When it comes to weightlifting within a gym environment, most individuals share commonly held goals; those being increments in size and enhancements in strength. The reasoning of weight loss is not often provided and isn’t commonly associated with lifting weights. Research investigations are now starting to provide evidence to the contrary.
Previously, the common notion was that if you wanted to lose weight then you literally had to strap yourself to a piece of cardio equipment and stay there for hours upon end. Strength training and weight loss weren’t even mentioned in the same sentence.
Although there’s no denying the link between cardio and weight loss, research is now suggesting that there is the potential for a greater link between weightlifting and weight loss. This really does provide food for thought, (excuse the pun) and opens up a whole new aspect of effective weight loss.
So why does strength training have the ability to offer greater weight loss? Quite simply, weightlifting enhances an individual’s metabolism level, not just during the workout but post-workout also. It provides a win-win scenario in that not only are you burning fat stores, but you’re also laying down and replacing them with lean muscular mass. From an aesthetic point of view, eventually your physique over a period of time will appear toned.
So far so good? So how can you implement this change and what should your strength training regime consist of? When starting out, your program should include large muscle groups, both upper and lower body and big compound movements that involve movement through a number of joints. Exercise examples include squats and deadlifts for the lower body and bench press and lateral pulldowns for the upper body. These large movements will burn greater calories compared to smaller, isolation exercises.

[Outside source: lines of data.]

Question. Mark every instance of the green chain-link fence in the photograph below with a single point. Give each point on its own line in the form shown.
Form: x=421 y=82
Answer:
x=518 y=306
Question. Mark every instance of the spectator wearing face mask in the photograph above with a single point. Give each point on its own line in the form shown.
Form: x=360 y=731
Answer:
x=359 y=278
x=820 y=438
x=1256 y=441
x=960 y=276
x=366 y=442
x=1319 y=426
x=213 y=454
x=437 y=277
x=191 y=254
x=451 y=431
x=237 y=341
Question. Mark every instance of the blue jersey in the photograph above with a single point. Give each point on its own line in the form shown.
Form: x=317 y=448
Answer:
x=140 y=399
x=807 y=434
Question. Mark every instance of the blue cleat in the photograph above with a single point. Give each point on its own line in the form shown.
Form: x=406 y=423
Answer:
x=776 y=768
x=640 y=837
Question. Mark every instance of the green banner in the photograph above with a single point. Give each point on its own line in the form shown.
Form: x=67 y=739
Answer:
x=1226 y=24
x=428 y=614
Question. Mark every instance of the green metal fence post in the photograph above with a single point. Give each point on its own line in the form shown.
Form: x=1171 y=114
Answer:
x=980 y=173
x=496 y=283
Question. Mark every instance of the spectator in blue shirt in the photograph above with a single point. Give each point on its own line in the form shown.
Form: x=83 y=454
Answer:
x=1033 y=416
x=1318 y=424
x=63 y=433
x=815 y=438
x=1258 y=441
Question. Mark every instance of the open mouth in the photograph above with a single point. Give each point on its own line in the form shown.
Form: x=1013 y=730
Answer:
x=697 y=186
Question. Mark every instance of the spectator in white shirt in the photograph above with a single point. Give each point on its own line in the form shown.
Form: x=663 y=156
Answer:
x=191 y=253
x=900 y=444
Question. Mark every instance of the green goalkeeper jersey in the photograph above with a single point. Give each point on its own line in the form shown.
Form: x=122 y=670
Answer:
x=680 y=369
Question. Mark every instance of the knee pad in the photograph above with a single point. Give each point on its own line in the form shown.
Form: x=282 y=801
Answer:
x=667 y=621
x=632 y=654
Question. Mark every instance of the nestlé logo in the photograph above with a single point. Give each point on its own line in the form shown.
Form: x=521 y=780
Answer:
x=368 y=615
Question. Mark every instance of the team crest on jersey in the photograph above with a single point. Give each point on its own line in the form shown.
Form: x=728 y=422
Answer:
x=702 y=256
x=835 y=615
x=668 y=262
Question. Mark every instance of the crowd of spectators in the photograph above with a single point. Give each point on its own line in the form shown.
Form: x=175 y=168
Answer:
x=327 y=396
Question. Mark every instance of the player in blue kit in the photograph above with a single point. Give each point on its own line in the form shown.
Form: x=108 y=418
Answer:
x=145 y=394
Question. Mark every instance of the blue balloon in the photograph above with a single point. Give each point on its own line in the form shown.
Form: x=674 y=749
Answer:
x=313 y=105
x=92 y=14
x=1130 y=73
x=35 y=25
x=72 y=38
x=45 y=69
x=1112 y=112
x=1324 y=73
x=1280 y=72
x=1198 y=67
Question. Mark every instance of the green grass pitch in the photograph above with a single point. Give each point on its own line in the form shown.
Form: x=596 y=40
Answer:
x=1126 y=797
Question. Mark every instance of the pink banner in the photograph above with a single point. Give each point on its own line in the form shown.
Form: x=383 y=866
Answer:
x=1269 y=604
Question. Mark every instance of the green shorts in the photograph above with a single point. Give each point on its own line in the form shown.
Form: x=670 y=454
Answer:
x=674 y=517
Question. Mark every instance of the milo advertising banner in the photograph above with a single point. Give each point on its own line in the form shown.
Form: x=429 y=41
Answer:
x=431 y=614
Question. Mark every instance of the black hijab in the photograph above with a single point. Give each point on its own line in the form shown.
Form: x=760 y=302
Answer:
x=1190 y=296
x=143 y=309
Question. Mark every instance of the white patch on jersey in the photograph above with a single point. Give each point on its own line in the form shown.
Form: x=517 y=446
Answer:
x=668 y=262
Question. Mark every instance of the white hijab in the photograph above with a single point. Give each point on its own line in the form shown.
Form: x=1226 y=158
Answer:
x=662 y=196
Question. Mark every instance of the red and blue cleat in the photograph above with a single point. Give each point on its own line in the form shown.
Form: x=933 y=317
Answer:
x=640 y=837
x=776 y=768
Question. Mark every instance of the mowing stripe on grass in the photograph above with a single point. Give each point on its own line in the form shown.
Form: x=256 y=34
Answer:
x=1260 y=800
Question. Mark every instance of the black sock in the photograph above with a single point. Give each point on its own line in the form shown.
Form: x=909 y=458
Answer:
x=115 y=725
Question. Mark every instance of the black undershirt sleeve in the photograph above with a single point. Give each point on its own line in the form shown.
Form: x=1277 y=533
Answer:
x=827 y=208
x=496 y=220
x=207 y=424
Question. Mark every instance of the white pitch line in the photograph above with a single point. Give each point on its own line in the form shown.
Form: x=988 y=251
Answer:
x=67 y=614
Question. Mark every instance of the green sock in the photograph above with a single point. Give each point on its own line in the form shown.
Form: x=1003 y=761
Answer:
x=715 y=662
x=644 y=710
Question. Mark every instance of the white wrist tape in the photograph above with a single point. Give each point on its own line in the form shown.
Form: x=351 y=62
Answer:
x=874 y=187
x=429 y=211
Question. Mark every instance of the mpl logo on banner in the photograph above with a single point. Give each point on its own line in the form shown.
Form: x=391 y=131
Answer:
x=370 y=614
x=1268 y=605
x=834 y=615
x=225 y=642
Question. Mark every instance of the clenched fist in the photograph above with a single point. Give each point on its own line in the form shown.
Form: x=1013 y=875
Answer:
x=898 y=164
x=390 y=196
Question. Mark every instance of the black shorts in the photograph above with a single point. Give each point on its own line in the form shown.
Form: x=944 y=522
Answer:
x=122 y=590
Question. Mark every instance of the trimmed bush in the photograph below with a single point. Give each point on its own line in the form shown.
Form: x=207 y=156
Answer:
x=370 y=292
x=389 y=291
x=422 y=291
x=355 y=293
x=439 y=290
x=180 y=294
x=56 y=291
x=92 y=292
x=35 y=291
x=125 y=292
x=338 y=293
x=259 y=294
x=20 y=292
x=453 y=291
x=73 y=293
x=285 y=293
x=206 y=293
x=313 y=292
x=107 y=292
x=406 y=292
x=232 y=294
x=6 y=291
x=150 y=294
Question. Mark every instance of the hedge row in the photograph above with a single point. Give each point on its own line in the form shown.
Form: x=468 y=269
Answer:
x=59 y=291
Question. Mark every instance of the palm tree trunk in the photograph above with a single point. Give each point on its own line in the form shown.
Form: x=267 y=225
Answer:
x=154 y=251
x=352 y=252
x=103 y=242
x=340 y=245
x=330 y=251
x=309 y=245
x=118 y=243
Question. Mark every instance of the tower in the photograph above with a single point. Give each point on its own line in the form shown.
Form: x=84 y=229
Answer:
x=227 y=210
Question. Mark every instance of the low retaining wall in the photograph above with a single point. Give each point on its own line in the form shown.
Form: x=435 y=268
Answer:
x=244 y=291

The harder you work during your strength training sessions, the greater the calorific expenditure will take place. With this in mind select a weight which will challenge you and limit your repetitions. There’s absolutely no point in lifting a weight up and down 20 times with ease. Select a heavier weight whilst maintaining good form and challenge yourself.
As highlighted above, never substitute good form for additional resistance. The ultimate outcome will be injury whether tomorrow or further down the line. Lift slowly and effectively, feeling the muscle contract with each lift and always ensure you are in complete control. The longer your muscles spent under contraction, the greater the energy expenditure you will experience.
Although weightlifting offers the potential to burn greater calories don’t forget about your cardio workouts. Remember, variety is the spice of life so why not perform both. Cardio also offers many additional benefits other than weight loss alone. Although textbook practice suggests weights before cardio, everyone is unique and responds differently to exercise, so spend some time getting to know your body and what works best for you.
The purpose of this article was to introduce weightlifting to an audience that would normally only opt for cardio. Weightlifting offers many benefits and can be an enjoyable and challenging way to undertake exercise. If you are looking to loose weight as an end goal then both cardio and strength training are deserving of recognition.
Before signing off, it’s important to note that strength training places enhanced demands on your musculoskeletal system, so if you have any worries or concerns be sure to consult with your GP prior to any exercise.